Seit 52 Jahren ranken sich um diesen Flugzeugcrash wüste Gerüchte und Verschwörungstheorien: Am 17. September 1961 stürzte eine DC6 über dem heutigen Sambia ab, das damals noch Nordrhodesien hieß. Niemand würde sich heute mehr daran erinnern, wäre nicht an Bord der höchste Repräsentant der Vereinten Nationen gesessen: UN-Generalsekretär Dag Hammarskjöld. Der Schwede war auf einer heiklen Vermittlungsmission zwischen der kongolesischen Regierung und Rebellen aus dem rohstoffreichen Katanga.

Was tatsächlich in dieser Nacht geschah, ist bis heute ungewiss. Denn die Unglücksursache wurde nie zweifelsfrei festgestellt. Ein erster britischer Bericht, der von einem Pilotenfehler ausging, wurde immer wieder in Zweifel gezogen.
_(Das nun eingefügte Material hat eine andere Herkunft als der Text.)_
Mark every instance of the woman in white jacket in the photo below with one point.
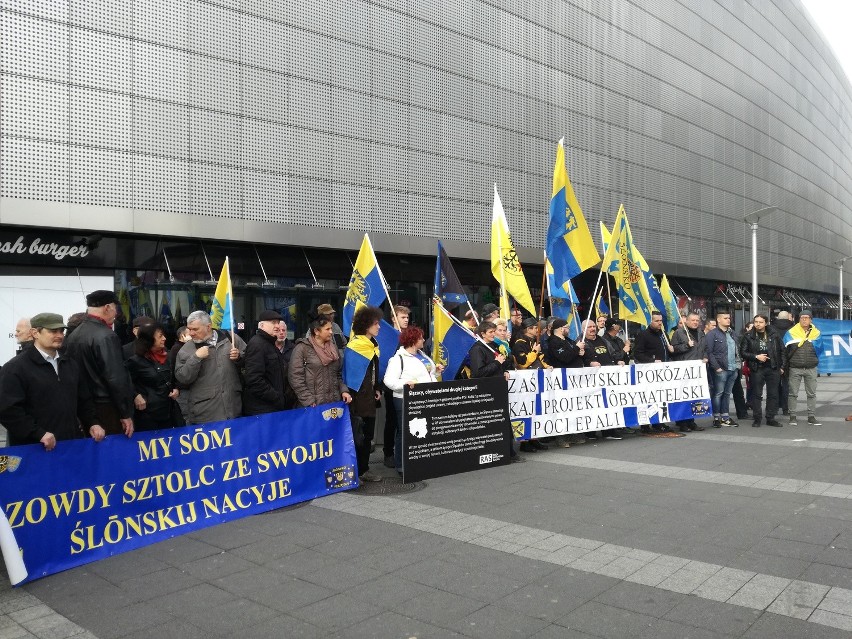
(409, 366)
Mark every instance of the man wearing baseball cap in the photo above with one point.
(265, 369)
(97, 350)
(802, 346)
(42, 372)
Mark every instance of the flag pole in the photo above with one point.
(591, 305)
(231, 300)
(503, 293)
(543, 281)
(384, 281)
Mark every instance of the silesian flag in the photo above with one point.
(220, 312)
(359, 352)
(448, 288)
(655, 299)
(570, 246)
(450, 342)
(671, 312)
(601, 305)
(505, 265)
(622, 263)
(365, 286)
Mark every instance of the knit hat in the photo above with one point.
(47, 320)
(558, 323)
(269, 316)
(96, 299)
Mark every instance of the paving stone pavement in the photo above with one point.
(736, 533)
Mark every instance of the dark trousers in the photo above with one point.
(760, 376)
(390, 424)
(362, 444)
(739, 396)
(783, 391)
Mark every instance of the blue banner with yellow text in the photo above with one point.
(85, 501)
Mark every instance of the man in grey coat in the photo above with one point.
(208, 366)
(689, 342)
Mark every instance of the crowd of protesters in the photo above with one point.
(75, 379)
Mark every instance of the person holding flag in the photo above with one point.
(451, 342)
(802, 344)
(408, 367)
(361, 376)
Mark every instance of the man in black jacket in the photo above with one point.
(689, 343)
(38, 374)
(97, 350)
(562, 352)
(651, 344)
(761, 347)
(265, 369)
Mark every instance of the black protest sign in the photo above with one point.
(455, 427)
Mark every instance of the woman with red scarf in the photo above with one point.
(152, 379)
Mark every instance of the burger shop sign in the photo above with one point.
(45, 248)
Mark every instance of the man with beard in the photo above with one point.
(689, 343)
(761, 347)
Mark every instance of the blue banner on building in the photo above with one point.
(835, 346)
(85, 501)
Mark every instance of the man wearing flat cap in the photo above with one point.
(328, 311)
(97, 350)
(802, 346)
(266, 388)
(42, 372)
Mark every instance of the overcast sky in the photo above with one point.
(833, 18)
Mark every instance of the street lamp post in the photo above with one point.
(751, 219)
(840, 264)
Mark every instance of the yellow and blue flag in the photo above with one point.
(366, 285)
(570, 246)
(601, 305)
(671, 313)
(359, 352)
(505, 265)
(448, 287)
(450, 342)
(220, 311)
(622, 262)
(654, 300)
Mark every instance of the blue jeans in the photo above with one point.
(723, 383)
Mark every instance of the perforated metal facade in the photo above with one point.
(278, 121)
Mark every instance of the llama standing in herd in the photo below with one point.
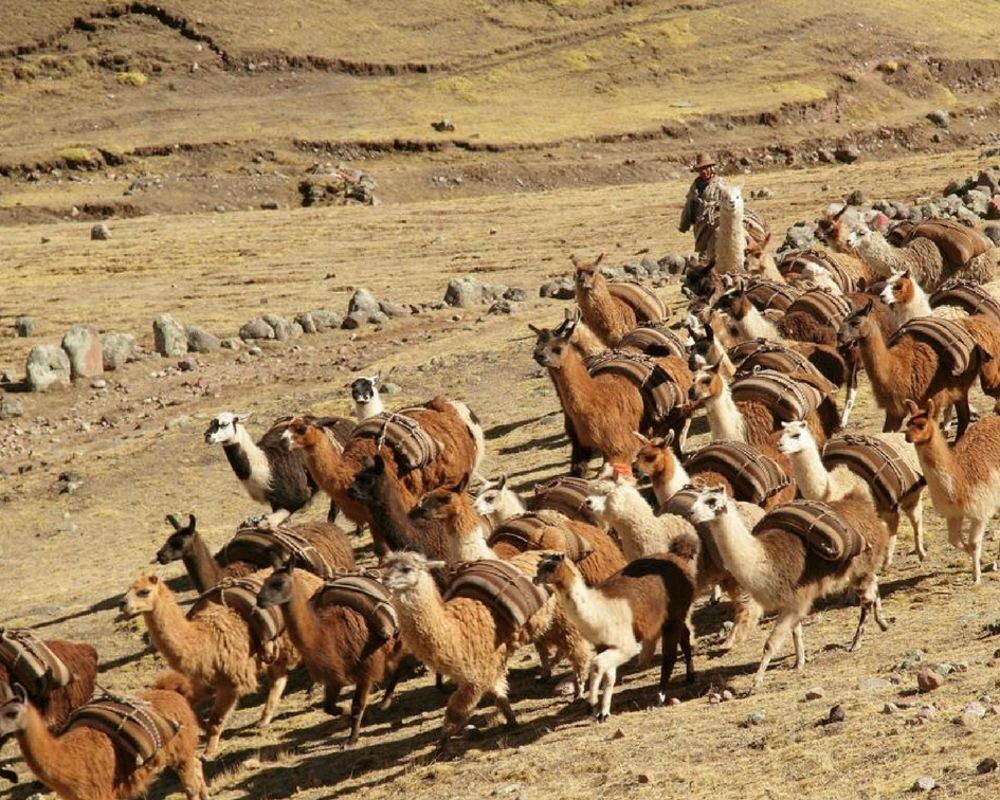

Nun plädiert eine internationale Untersuchungskommission dafür, den Absturz, bei dem 15 Menschen ums Leben kamen, noch einmal unter die Lupe zu nehmen. Es gibt nämlich neue Beweise. Und deshalb sollte die Möglichkeit, dass Hammarskjölds Flugzeug abgeschossen wurde, ernsthaft in Betracht gezogen werden, befand das Gremium. Diesem gehört unter anderem Richard Goldstone an, der ehemalige Chefankläger an den Haager Kriegsverbrechertribunal für Ruanda und Ex-Jugoslawien. "Es gibt überzeugende Beweise, dass das Flugzeug attackiert oder bedroht wurde, als es sich im Landeanflug auf Ndola befand", heißt es in dem Bericht.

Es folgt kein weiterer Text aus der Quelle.